There is interest nation wide for more rail passenger service. The best returns on an investment with rail service comes improving what we already have. We have towns all across America which want rail passenger service or expanded service to what they already have.To do this on a national level will require funding to allow passenger trains to operate faster and allow smooth operation of mixed freight and passenger service. Expanding rail passenger service national wide will mean not everyone will get what they want. The NEC has a speed limit now of 160 mile per hour. It will be very expensive to realign many of these curves on the densely populated NEC to allow speeds faster than 160 miles per hour. What is long overdue and more productive is to turn the Northeast Corridor into a larger rail passenger network with major cities on the corridors becoming rail hubs. Networks are the norm around much of the world for rail passenger service. What we need to build is a system of regional rail networks to connect with a larger national rail network to serve the most markets and people as possible. What we have now on the NEC is a corridor with few connections at best to the surrounding area like Long Island, Upstate New York, Virginia, western Pennsylvania, Ohio, Toronto or Montreal.

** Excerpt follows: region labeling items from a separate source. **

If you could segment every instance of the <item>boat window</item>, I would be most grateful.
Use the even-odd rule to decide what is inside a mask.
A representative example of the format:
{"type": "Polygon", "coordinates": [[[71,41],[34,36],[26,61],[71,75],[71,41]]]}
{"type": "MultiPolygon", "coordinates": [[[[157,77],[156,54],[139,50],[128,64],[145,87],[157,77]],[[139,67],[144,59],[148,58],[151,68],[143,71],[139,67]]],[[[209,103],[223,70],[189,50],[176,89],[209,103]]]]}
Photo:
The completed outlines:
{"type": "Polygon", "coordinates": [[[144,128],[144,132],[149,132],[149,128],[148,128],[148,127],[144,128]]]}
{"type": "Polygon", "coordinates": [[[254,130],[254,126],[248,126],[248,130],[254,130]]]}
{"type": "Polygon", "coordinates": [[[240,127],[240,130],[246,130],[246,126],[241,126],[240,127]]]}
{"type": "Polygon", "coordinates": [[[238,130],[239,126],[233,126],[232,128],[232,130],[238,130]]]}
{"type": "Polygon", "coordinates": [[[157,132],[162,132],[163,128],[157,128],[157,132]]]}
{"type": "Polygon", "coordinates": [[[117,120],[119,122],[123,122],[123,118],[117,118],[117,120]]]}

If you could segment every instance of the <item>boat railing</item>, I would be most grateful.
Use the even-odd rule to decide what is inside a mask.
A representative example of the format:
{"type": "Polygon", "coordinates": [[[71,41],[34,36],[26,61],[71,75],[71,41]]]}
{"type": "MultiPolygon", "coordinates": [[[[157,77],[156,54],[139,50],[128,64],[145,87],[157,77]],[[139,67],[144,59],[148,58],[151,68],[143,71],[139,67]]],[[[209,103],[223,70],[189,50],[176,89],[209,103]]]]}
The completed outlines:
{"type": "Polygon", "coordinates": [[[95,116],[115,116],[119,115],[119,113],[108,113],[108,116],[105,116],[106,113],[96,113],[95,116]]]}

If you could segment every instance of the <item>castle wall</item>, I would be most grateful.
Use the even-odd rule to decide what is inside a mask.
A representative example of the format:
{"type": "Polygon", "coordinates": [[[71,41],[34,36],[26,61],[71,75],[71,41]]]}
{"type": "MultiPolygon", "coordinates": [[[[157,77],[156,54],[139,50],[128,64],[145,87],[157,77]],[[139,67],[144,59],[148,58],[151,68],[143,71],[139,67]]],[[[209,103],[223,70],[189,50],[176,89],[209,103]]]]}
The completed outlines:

From California’s experience with rail passenger service there is much to learn both good and bad, particularly for the efforts for High Speed Rail. Much of the early planning for California’s High Speed Rail was unrealistic and unaffordable. Also missing were good connections to existing rail service to serve more of the State by rail. Increasingly the California High Speed Rail Authority is saving money by using existing rights of way for High Speed Rail service, especially in urban areas. Time savings trying to go faster than 125 miles per hour are small in the short segments in urban areas. But the cost savings of using existing rights of way are significant. Money is also saved by sharing stations and tracks with other rail passenger services in urban areas. This also makes passenger transfers easier between High Speed and other rail services. This also allows the High Speed Rail Authority to spend money to help upgrade services such as electrifying Caltrain between San Jose and San Francisco as well as upgrade and add tracks in Southern California between Fullerton and Burbank. Not only does this improve rail service in general, but in is much cheaper than building separate railroads alongside the existing tracks.
The goal of a Federal Policy for National Rail Passenger service should be to largely fund infrastructure improvements which will allow faster rail passenger service, increase track capacity and reduce rail congestion for both passenger and freight trains. These should include projects that will help reduce the operating subsidy needs for intercity trains and promote services to operate at break even or at an operating profit. Any needed subsidies should be a local issue. Central to doing this is a need for interlocking systems of services creating a rail passenger network. This will provide service to more places nation wide and increase revenues and serve more people. The emphasis except in a few corridors of this network shouldn’t be to compete with air travel. But nationally rail service should be competitive with highway travel which will reduce congestion on the highways, reduce emissions and save energy.